2017: année de vérité après le choc du franc

mercredi, 11.01.2017

Un taux de croissance de 1,3% et une inflation à nouveau positive: Raiffeisen affiche un optimisme prudent pour 2017, mais ne pense pas que les effets du choc du taux de change de janvier 2015 soient complètement dissipés.

D'après Martin Neff, la BNS devra rester en alerte, car outre les questions macroéconomiques, 2017 devrait être riche en incertitudes sur le plan géopolitique.

L'économie suisse devrait afficher une croissance de 1,3% en 2017 et ainsi renouer avec la performance de 2016, qui affichait un niveau de 1,4% selon les premières estimations. Par ailleurs, Martin Neff, chef économiste de Raiffeisen, s'attend à un revirement du taux d'inflation en territoire positif en 2017, et à une augmentation des prix à la consommation de 0,6%. La normalisation des taux devrait tout au plus être encore imprécise en 2017. Ainsi, Raiffeisen table sur des taux positifs à long terme, mais non sur une hausse des taux par la BNS, selon un communiqué diffusé mercredi.

A l'image de 2016, le thème de la monnaie devrait rester au cœur des préoccupations en Suisse. Une détente durable n'est pas prévisible à l'horizon en 2017. Raiffeisen prévoit un taux de change de 1.10 CHF/EUR vers la fin de l'année, ce qui reflète un franc suisse toujours massivement surévalué. C'était la conclusion de Martin Neff à l'occasion de la conférence sur les prévisions de Raiffeisen de début d'année, à Zurich. A l'inverse des autres augures conjoncturels, le chef économiste ne pense pas que le choc du taux de change du 15 janvier 2015 soit entièrement surmonté; d'après lui, il est trop tôt pour baisser la garde.

Une dynamique de croissance inégalement répartie

Ce qui se profilait en 2015 s'est accentué en 2016. Les indicateurs conjoncturels, à première vue réjouissants, se révèlent très contrastés lorsqu'on y regarde de plus près. La Suisse est encore loin d'une reprise économique à grande échelle. Si les exportations suisses affichent une augmentation de plus de 4%, c'est uniquement grâce à la bonne santé du secteur pharmaceutique et chimique. Toutes les autres branches exportatrices sont encore sous le coup du choc du franc.

On distingue certes de vagues prémices d'une reprise graduelle, notamment dans l'industrie des machines, soit la deuxième branche exportatrice la plus importante, ainsi que dans l'hôtellerie/restauration.

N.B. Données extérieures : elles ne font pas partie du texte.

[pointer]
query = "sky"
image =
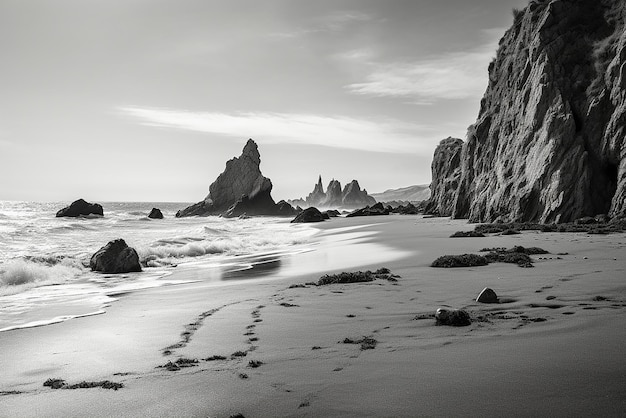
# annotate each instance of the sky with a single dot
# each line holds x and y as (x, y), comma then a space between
(146, 100)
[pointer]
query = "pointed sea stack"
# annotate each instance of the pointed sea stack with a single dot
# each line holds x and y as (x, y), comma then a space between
(353, 196)
(240, 189)
(549, 144)
(446, 172)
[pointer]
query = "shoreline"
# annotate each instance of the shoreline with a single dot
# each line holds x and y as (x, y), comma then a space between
(569, 364)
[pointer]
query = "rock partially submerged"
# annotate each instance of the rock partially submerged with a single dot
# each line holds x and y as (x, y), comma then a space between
(548, 144)
(309, 215)
(452, 317)
(350, 197)
(155, 214)
(115, 257)
(240, 189)
(488, 295)
(80, 208)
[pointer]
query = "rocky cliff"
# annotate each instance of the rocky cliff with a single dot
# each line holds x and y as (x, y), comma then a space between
(240, 189)
(549, 142)
(350, 197)
(446, 172)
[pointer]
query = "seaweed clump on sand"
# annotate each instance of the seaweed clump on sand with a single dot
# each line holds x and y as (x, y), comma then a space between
(367, 343)
(179, 364)
(517, 255)
(61, 384)
(462, 260)
(589, 225)
(467, 234)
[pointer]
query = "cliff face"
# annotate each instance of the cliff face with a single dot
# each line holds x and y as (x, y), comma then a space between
(549, 143)
(446, 172)
(351, 197)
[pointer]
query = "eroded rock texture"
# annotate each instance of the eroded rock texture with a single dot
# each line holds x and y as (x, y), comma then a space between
(446, 172)
(350, 197)
(549, 145)
(240, 189)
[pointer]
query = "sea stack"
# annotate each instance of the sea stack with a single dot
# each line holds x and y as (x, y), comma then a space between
(80, 208)
(115, 257)
(240, 189)
(549, 144)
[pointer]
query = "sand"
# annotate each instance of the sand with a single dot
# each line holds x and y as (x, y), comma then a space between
(555, 348)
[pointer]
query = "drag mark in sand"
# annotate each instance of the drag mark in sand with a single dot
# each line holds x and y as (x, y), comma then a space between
(192, 327)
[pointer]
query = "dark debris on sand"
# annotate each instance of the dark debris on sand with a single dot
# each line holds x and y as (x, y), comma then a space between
(463, 260)
(61, 384)
(367, 343)
(179, 364)
(467, 234)
(382, 273)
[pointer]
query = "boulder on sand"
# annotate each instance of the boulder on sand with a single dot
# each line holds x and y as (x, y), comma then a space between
(377, 209)
(452, 317)
(155, 214)
(80, 208)
(115, 257)
(241, 188)
(487, 296)
(310, 215)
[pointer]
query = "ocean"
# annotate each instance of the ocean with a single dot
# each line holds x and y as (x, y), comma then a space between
(44, 260)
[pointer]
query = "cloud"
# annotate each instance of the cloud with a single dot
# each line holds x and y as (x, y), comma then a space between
(456, 75)
(329, 23)
(387, 135)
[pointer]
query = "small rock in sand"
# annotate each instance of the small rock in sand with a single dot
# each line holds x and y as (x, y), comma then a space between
(487, 296)
(452, 317)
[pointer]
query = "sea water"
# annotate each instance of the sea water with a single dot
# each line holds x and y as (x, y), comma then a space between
(44, 260)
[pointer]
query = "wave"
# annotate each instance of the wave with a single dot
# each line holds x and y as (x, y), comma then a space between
(21, 274)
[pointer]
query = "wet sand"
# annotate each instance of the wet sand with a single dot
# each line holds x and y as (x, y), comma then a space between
(555, 348)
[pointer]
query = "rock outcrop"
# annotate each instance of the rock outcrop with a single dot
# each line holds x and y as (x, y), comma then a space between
(446, 172)
(155, 214)
(311, 214)
(452, 317)
(549, 144)
(80, 208)
(240, 189)
(488, 295)
(115, 257)
(334, 196)
(350, 197)
(417, 193)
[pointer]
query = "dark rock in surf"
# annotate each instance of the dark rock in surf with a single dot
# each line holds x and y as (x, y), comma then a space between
(452, 317)
(377, 209)
(548, 145)
(115, 257)
(80, 208)
(488, 295)
(155, 214)
(310, 215)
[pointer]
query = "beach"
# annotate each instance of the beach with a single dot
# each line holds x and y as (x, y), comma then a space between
(553, 346)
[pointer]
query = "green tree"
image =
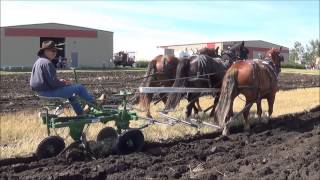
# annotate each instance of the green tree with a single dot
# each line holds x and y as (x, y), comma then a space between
(296, 52)
(312, 51)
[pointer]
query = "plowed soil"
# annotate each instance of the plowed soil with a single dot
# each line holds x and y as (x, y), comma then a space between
(15, 93)
(286, 148)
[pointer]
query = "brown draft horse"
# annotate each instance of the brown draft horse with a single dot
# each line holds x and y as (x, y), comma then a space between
(159, 71)
(256, 80)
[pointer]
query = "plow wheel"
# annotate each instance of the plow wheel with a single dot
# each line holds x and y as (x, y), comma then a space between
(76, 152)
(50, 147)
(106, 141)
(130, 141)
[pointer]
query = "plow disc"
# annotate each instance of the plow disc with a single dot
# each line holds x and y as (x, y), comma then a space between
(131, 140)
(50, 147)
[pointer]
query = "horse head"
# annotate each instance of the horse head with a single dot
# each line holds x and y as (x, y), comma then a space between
(276, 58)
(212, 52)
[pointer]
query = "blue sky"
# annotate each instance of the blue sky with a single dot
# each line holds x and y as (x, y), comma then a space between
(143, 25)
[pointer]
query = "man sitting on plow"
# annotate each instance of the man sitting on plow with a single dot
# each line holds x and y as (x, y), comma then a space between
(45, 82)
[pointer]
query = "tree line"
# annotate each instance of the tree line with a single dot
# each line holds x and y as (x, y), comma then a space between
(305, 54)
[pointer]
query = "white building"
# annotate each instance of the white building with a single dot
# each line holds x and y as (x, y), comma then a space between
(82, 47)
(255, 47)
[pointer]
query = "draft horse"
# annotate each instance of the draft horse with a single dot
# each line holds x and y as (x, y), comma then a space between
(256, 80)
(161, 72)
(199, 72)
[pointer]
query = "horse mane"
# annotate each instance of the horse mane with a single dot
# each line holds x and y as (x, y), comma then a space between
(145, 99)
(182, 71)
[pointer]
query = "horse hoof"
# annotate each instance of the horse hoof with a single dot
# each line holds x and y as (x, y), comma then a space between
(246, 127)
(225, 132)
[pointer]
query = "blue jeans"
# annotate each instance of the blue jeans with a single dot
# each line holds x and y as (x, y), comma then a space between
(68, 93)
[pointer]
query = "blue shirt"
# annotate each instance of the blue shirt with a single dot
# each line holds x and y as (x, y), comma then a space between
(44, 76)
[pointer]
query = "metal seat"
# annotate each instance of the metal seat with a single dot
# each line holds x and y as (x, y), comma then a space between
(53, 103)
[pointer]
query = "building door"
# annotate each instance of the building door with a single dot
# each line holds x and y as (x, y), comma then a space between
(59, 60)
(59, 41)
(74, 59)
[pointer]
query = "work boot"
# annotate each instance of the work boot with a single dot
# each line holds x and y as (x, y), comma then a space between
(86, 109)
(102, 99)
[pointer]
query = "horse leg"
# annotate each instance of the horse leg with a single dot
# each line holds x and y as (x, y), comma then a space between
(198, 105)
(245, 116)
(190, 105)
(163, 97)
(216, 100)
(226, 127)
(270, 100)
(259, 109)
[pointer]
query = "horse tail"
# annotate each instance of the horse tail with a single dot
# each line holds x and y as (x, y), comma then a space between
(181, 73)
(145, 99)
(228, 91)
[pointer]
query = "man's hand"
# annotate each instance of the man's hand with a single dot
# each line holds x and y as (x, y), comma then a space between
(66, 82)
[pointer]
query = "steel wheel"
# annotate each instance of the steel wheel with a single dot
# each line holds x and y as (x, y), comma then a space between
(75, 152)
(106, 141)
(130, 141)
(50, 147)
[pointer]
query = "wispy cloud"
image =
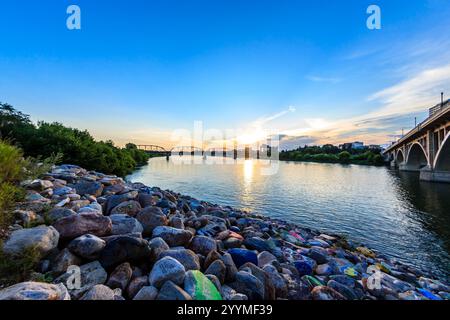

Deux conditions sont indispensables pour que cette reprise se poursuive:

  • l'accélération de la conjoncture au sein de l'Union européenne, le principal acheteur des exportations suisses;
  • l'absence de toute turbulence sur les marchés financiers. En effet, toute secousse sur les marchés entraîne inévitablement une appréciation du franc, accroît l'incertitude et oblige la Banque nationale suisse à intervenir sur le marché des devises. D'après Martin Neff, la BNS devra rester en alerte, car outre les questions macroéconomiques, 2017 devrait être riche en incertitudes sur le plan géopolitique.

Un calendrier chargé d'incertitudes

Le monde entier a les yeux braqués sur les États-Unis, où le nouveau président fait des vagues avant même sa prise de fonction officielle. Les marchés financiers se sont non seulement rétablis étonnamment vite suite à l'élection de Donald Trump; ils ont même réagi très positivement. Reste à savoir si cet optimisme est justifié.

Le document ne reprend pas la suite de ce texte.